Dr. Marvin Resnikoff of Radioactive Waste Management Associates has authored a report, Hydraulic Fracturing Radiological Concerns for Ohio, on behalf of the FreshWater Accountability Project Ohio. FWAPOH also put out a press release, "Radiation Expert Exposes Danger to Ohioans from Fracking Waste," which calls for better public protections from the State of Ohio and the Muskingum Watershed Conservancy District [MWCD].
Resnikoff points out that much of the highly-radioactive solids such as rocks and soils pulled up during drilling, and contaminated muds and sands are cheaply disposed of in municipal landfills in Ohio, irrespective of actual radioactivity content, for 1/100th of the cost of disposal of comparable low-level radioactive waste from nuclear weapons and nuclear power generation in the nation's three facilities for that purpose. In Ohio, he stated, "It is evident that environmental concerns are trumped by the economics beneficial to the unconventional shale drilling industry." Similarly, Dr. Resnikoff identified evidence that the Patriot water treatment facility in Warren, Ohio, which delivers pretreated water to the Warren public water treatment plant, is likely sending radium-laden water into the Mahoning River watershed. "On a daily basis, Patriot does not test for gamma emitting radionuclides and for radium-226," he observed.

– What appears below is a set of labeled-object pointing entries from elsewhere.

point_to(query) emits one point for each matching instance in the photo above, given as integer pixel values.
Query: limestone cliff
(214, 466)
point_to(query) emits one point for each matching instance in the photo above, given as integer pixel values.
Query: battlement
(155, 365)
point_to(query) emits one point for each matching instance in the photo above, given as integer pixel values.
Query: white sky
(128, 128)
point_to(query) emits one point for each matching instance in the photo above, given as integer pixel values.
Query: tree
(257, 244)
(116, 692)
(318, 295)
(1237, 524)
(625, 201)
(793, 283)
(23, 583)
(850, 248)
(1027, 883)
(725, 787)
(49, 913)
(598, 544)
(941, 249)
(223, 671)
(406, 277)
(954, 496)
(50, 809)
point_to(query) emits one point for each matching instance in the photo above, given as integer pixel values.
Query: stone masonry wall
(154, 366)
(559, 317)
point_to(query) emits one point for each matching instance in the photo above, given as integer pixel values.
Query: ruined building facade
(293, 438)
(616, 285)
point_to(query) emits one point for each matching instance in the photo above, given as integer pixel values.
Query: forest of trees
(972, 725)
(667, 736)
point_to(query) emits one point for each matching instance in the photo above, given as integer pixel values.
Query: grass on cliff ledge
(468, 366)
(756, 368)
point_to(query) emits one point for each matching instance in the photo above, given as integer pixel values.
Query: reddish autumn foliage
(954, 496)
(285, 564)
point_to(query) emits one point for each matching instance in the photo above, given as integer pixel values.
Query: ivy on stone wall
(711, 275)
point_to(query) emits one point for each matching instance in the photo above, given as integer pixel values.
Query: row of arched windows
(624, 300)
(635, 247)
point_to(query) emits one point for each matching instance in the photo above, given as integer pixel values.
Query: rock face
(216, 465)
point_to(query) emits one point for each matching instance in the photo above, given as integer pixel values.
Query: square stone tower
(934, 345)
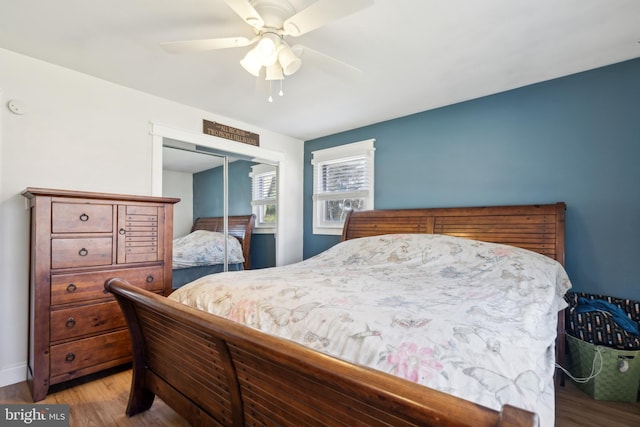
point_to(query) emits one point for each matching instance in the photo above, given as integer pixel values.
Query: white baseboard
(13, 374)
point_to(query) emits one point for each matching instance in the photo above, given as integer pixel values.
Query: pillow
(203, 247)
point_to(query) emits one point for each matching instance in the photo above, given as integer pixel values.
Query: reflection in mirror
(197, 175)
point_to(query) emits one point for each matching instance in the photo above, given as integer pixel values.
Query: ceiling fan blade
(206, 44)
(247, 12)
(321, 13)
(328, 63)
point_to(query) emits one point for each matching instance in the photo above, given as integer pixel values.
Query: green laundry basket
(611, 383)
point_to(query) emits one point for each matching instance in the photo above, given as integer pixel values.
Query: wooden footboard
(214, 371)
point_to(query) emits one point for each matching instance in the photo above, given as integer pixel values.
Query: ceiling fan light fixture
(288, 60)
(274, 72)
(251, 62)
(267, 49)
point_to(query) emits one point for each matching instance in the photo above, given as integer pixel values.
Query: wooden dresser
(79, 240)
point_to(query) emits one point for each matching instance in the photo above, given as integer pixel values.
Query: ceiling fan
(272, 21)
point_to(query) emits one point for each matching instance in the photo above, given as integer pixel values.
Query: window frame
(342, 153)
(258, 172)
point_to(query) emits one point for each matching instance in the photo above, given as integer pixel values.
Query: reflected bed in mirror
(202, 251)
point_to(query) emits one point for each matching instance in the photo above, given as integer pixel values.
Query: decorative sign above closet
(228, 132)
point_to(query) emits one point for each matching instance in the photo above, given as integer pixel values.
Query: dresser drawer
(83, 252)
(88, 352)
(89, 319)
(70, 288)
(81, 218)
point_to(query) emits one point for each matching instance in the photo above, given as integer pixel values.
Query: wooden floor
(102, 402)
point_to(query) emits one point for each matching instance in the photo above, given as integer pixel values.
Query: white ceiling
(414, 55)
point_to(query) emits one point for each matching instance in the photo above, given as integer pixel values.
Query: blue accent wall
(574, 139)
(208, 200)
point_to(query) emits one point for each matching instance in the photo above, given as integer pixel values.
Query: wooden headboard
(539, 228)
(240, 227)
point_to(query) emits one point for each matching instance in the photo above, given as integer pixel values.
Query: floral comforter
(202, 247)
(473, 319)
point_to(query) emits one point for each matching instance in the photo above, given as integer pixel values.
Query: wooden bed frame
(214, 371)
(240, 227)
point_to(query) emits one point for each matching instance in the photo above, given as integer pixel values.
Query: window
(342, 181)
(264, 184)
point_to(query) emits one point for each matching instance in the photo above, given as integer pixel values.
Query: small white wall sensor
(16, 107)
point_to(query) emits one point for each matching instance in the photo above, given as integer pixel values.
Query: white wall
(83, 133)
(180, 185)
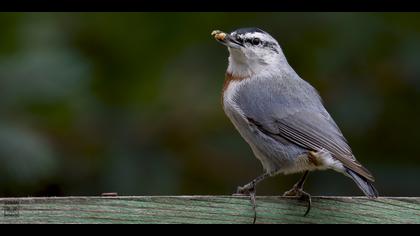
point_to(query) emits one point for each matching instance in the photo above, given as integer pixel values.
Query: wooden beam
(208, 210)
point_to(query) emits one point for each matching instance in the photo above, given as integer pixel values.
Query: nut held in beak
(219, 35)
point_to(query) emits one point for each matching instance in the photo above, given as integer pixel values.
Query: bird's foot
(301, 195)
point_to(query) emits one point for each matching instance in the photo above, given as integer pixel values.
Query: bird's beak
(226, 39)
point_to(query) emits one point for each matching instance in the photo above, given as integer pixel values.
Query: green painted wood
(208, 210)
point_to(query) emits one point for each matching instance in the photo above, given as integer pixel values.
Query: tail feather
(364, 184)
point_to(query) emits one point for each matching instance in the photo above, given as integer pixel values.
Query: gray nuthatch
(281, 116)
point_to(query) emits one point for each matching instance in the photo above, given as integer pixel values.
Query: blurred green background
(130, 102)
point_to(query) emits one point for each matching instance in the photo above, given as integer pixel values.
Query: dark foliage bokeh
(130, 102)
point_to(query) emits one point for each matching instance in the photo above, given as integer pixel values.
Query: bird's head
(252, 50)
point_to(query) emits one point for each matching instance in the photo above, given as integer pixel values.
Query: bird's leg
(250, 189)
(297, 191)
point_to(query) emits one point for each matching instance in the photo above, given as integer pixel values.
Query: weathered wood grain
(208, 210)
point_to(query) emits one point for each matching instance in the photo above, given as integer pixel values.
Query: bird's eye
(239, 39)
(256, 41)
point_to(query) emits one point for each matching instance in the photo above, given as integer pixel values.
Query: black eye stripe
(267, 44)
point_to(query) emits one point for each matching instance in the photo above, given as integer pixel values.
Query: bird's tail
(364, 184)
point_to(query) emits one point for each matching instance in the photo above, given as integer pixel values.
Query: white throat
(243, 65)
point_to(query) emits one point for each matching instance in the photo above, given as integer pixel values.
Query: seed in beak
(219, 35)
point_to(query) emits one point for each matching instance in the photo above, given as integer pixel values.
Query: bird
(281, 116)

"Dr. Resnikoff's work illustrates that Ohioans, from common citizens to truck drivers to landfill workers, are daily being exposed to radiation exposure or poisoning because the Governor, General Assembly and even a large conservancy district, the MWCD, are sacrificing public protections to prop up frackers' profitability," asserted Terry Lodge, attorney for SEOSOW. "Under the guise of 'austerity,' the state government is destroying protective regulations for everyone, while creating a business environment where those who threaten public health and the environment pay little to nothing. And even huge corporate welfare breaks aren't saving this dirty, low-productivity con game."
Lodge also serves as the attorney for environmental coalitions, including Beyond Nuclear, opposing the proposed new Fermi 3 atomic reactor in southeast MI, as well as the 20-year license extension, and the proposed steam generator replacement, at Davis-Besse in northwest OH.
Fracking was exempted from such federal laws as the Safe Drinking Water Act by the Energy Policy Act of 2005, the same law which automatically subsidized nuclear power to the tune of $13 billion, while additionally leading to the approval of $22.5 billion in nuclear loan guarantees thus far.